State and long-term memory for a stateless LLM¶
Redis for the conversation, Postgres for the athlete — why an LLM coach needs two different memory tiers, not one.
An LLM call is stateless. Every request starts from zero unless you hand it context. That's fine for a single question. It breaks down the moment a rider expects the coach to remember yesterday's conversation, last month's goal, or the fact they've already been told twice this week to back off.
Wattlog.pro's coach — the text agent behind POST /api/coach/chat, and the voice "spotter" persona built on top of it — needed two different kinds of memory, and conflating them was the first mistake worth avoiding.
Two tiers, two different failure modes¶
Session memory is the current conversation: the last few turns, so "and what about tomorrow?" resolves correctly without the rider re-stating the whole question. This is short-lived, cheap to lose, and read/written on every turn — a textbook Redis job. Key it by (user_id, session_id), TTL it aggressively (a few hours is plenty for a chat that isn't actively open), and never let it grow unbounded — cap it at the last N turns and let older ones fall off, not summarize on every write.
Athlete memory is different in kind, not just duration. It's durable facts that outlive any single conversation: a stated goal ("sub-20-minute 5K bike leg"), a current FTP estimate, a pattern the coach noticed ("tends to skip Monday recovery rides"). This is exactly the semantic memory layer described in the Wattlog agentic features piece — a small dedicated table (athlete_id, fact, updated_at), separate from session data, written by the post-ride Debrief Coach graph and read by both the Debrief Coach and the Training Load Auditor.
The distinction matters because the two tiers have opposite cost/durability tradeoffs. Losing session memory mid-conversation is mildly annoying — the rider repeats themselves once. Losing athlete memory silently degrades the entire coaching relationship: the coach "forgets" a stated goal and starts giving generic advice. One belongs in a cache that's allowed to evaporate. The other belongs in Postgres, with the same durability guarantees as the training data it's derived from.
Why not just replay the whole chat history into context every time?¶
The naive approach — keep appending to the conversation and send the whole thing on every call — works until it doesn't. Cost scales linearly with turn count. Latency scales with it too, since the model has to process every prior token before generating the next one. And past some length, the model's attention degrades on the parts that matter — a phenomenon that gets worse, not better, as context windows grow, regardless of the provider's advertised token limit.

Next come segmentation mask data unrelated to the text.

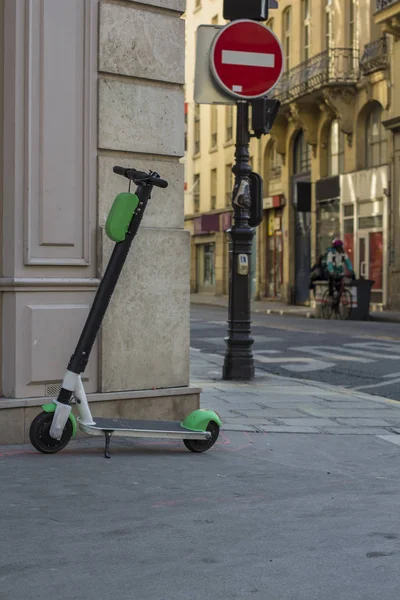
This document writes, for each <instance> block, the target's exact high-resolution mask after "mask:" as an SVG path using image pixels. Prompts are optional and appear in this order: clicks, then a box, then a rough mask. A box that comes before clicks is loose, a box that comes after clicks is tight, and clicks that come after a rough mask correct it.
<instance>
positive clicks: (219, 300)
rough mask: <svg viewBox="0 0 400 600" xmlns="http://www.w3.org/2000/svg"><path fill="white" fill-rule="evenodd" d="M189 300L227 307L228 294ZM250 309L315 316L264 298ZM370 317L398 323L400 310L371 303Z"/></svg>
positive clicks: (293, 307) (305, 310)
mask: <svg viewBox="0 0 400 600" xmlns="http://www.w3.org/2000/svg"><path fill="white" fill-rule="evenodd" d="M190 302H191V304H203V305H206V306H221V307H224V308H228V296H214V295H212V294H190ZM251 311H252V313H263V314H266V315H281V316H291V317H305V318H307V319H313V318H314V317H315V309H314V308H313V307H312V306H295V305H290V304H285V303H283V302H276V301H275V302H274V301H272V300H266V299H265V300H252V302H251ZM370 318H371V320H372V321H382V322H387V323H400V311H393V310H379V309H378V305H371V310H370Z"/></svg>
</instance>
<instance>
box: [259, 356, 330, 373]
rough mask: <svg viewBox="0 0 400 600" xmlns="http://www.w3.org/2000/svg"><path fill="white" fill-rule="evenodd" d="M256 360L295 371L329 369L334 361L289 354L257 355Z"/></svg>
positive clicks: (295, 371)
mask: <svg viewBox="0 0 400 600" xmlns="http://www.w3.org/2000/svg"><path fill="white" fill-rule="evenodd" d="M257 360H258V361H260V362H262V363H266V364H278V365H280V366H282V369H286V371H294V372H296V373H305V372H308V371H321V370H322V369H329V368H330V367H334V366H335V363H328V362H324V361H322V360H317V359H315V358H297V357H289V356H281V357H279V358H278V357H277V358H273V357H272V356H271V357H270V356H258V357H257ZM283 363H286V364H283ZM296 363H300V364H296Z"/></svg>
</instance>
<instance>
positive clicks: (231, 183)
mask: <svg viewBox="0 0 400 600" xmlns="http://www.w3.org/2000/svg"><path fill="white" fill-rule="evenodd" d="M232 167H233V164H228V165H225V205H226V206H230V204H231V202H232V192H233V186H234V184H235V176H234V174H233V173H232Z"/></svg>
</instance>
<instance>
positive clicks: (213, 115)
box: [211, 104, 218, 148]
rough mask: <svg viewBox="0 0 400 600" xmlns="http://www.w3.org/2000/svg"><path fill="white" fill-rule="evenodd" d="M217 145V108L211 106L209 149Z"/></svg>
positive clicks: (216, 146) (217, 132)
mask: <svg viewBox="0 0 400 600" xmlns="http://www.w3.org/2000/svg"><path fill="white" fill-rule="evenodd" d="M217 143H218V107H217V106H215V105H214V104H213V105H212V106H211V148H216V147H217Z"/></svg>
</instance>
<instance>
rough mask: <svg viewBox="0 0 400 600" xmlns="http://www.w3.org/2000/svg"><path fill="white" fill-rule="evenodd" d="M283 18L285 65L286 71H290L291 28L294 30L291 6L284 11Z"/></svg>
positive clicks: (283, 53)
mask: <svg viewBox="0 0 400 600" xmlns="http://www.w3.org/2000/svg"><path fill="white" fill-rule="evenodd" d="M282 18H283V32H282V38H283V55H284V65H285V71H288V70H289V69H290V64H291V60H290V50H291V44H290V36H291V30H292V9H291V7H290V6H289V7H288V8H287V9H286V10H285V11H284V12H283V15H282Z"/></svg>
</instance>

The fix isn't a cleverer summarization prompt bolted onto a growing history. It's separating what needs conversational continuity (session memory, small and short-lived) from what needs to persist as structured, queryable fact (athlete memory, small and permanent). Neither one grows with the same shape as "every message ever sent."
Concrete shape¶
Session (Redis, TTL'd)
key: session:{user_id}:{session_id}
value: last N turns, JSON, capped
Athlete memory (Postgres)
table: athlete_facts
columns: athlete_id, fact, source_session_id, updated_at
written by: Debrief Coach graph (after each ride)
read by: Debrief Coach (next debrief), Training Load Auditor (plan adjustment)
A voice or chat turn assembles its context from both: pull the last few session turns from Redis for continuity, pull the relevant athlete facts from Postgres for grounding, and hand the model a small, deliberate context — not an ever-growing transcript. The live-session snapshot pattern from the voice loop architecture (current power, HR, plan, time remaining, injected inline rather than fetched via tool call) is the same idea applied to real-time telemetry instead of long-term facts: decide up front what the model actually needs, and stop treating "more context" as a free win.
The failure mode this avoids¶
Without this split, the two most common bugs are: a coach that "forgets" a goal stated three sessions ago because nothing outlived the chat window, and a coach that gets slower and more expensive every turn because nobody drew a line around what belongs in the prompt. Both are architecture problems, not prompting problems — no system message fixes either one.